Many skipper's choose to paint their Victoria's in their own personal color schemes and ignore the kit graphics. In addition to making their boats more easily identifiable, applying your own paint scheme allows your imagination to run wild. Here are a few tips to get the best possible finish.

The hull, transom cover, keel wing and bulb, and rudder should be painted separately. Start with the hull. The hull comes from the kit with a very smooth, shiny surface. This is ideal if it is to be left unpainted, but will cause the paint to run very easily if left unprepared, making for a marred finish. Remove the "slickness" by lightly sanding the hull with #200 grade sandpaper, just enough to rough up the finish. Wash the hull thoroughly afterward to remove any fine grit. It is now best to apply a coat of primer, I recommend Krylon, but you may use what you prefer. Cover the hull thoroughly with the primer and let dry. After the primer has dried sand lightly with #200 to #500 grade sandpaper smoothing and removing any imperfections. The hull is now ready to paint.

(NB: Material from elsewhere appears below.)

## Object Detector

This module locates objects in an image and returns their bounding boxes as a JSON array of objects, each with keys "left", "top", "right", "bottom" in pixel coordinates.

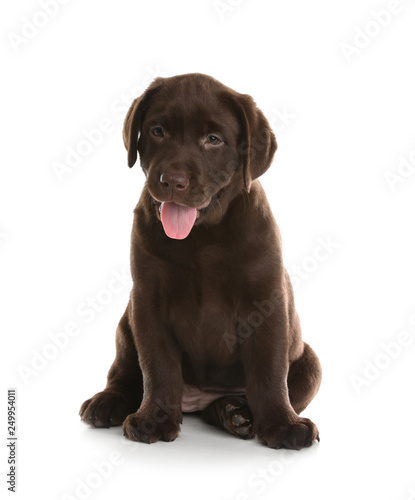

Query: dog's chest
[{"left": 166, "top": 251, "right": 239, "bottom": 363}]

After some experimentation with other brands, I recommend Krylon spray paint because it is very durable, dries fast, and comes in many colors. Do not use the epoxy paint, it is too heavy and you do not need the weight (though it may be best for the keel bulb, which chips easily). If you are painting multiple colors start with the lightest color first and work your way to the darker color(s). For example, my own Defiant is white and blue, so I painted the whole boat white, then painted the blue over the white in the desired areas. Apply the paint in a reasonable well ventilated, dust free area. As you apply the paint, wait for it to look a little "wet" and glossy before moving the nozzle, while remembering that two thin coats are better than one thick one. Thin coats are also less likely to run. If you do get runs, wait for the paint to dry completely, sand them out, and re-paint. Allow the paint to dry overnight to a hard finish. If a boat is sailed before the paint is thoroughly dry, blisters, smears, and rough spots will likely form, so be patient!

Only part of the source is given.